Encontro-me com W. dentro do pequeno
café de um cinema que
fica em uma das ruas estreitas de Amsterdã. É quatro
horas da tarde, o filme começa às
5. O bar está lotado e faço
malabarismos com o copo de cerveja na
mão direita e minha pasta na esquerda
até chegar à mesa onde
W. espera por mim, sorrindo. Trocamos
três beijinhos e falamos sobre
a trivialidade da semana passada: significado
de sonhos, passeios, jantares com a família
etc. Mas logo depois ela entra no assunto
de sempre; a necessidade de encontrar
sua verdadeira alma gêmea. Quer
sentir-se apaixonada, dividir a vida
com uma outra pessoa e principalmente,
quer ter filhos. O tempo está passando,
passando rápido demais! Reclama.
E todos os homens são iguais;
complicados. Qual é a razão
inerente que a impede de encontrar um
homem com uma vida “normal”,
sem conexões com o passado;
ex-mulher, ex- namorada? Eles possuem
um medo imenso da paixão, do compromisso...
Minha
cerveja vai ficando morna. Quero
esconder-me. Sempre que estou com
W. o assunto é o mesmo, mas tento
comprender seus pesadelos, a tortura
dessa atraente mulher de 40 anos de idade
e ainda, imersa em tanta solidão.
Pergunto
a mim mesmo se para alcançar
nossa felicidade precisamos mesmo de
uma outra pessoa e se devemos depositar
tudo aquilo que somos em um outro indivíduo?
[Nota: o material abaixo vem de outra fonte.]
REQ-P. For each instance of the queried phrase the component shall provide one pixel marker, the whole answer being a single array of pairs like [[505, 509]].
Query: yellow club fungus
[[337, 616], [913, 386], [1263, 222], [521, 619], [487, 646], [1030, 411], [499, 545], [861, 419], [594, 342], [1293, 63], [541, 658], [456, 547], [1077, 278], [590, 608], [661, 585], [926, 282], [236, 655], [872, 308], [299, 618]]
Se não houver contrabalanço,
qualquer relacionamento ultrapassará o
limite de duas partes e então
corremos o risco de perder nosso próprio
respeito.
Às
vezes encontro uma palavra de apoio,
outras vezes fico perdido em meus
pensamentos e quero sugerir que procure
um outro significado mais compensador
em sua vida, que relaxe, que invista
sua energia em outras causas. Como prever
esse amor? O quê, realmente dizer?
Talvez W. possa optar pela possibilidade
de adoção ou inseminação
artificial. Talvez nunca encontrará o
homem de seus sonhos. O homem exato,
perfeito, capaz de todas as compreensões.
Mas
não é tão simples
assim, cada um de nós vivemos
dentro de nossos quadros: difícil
saber, avaliar ou decifrar o que é melhor
para os outros.
Antes
do filme começar, imagino
a antiga professora à minha frente:
largo gesto no ar. Coloco tudo dentro
do “saco imaginário”.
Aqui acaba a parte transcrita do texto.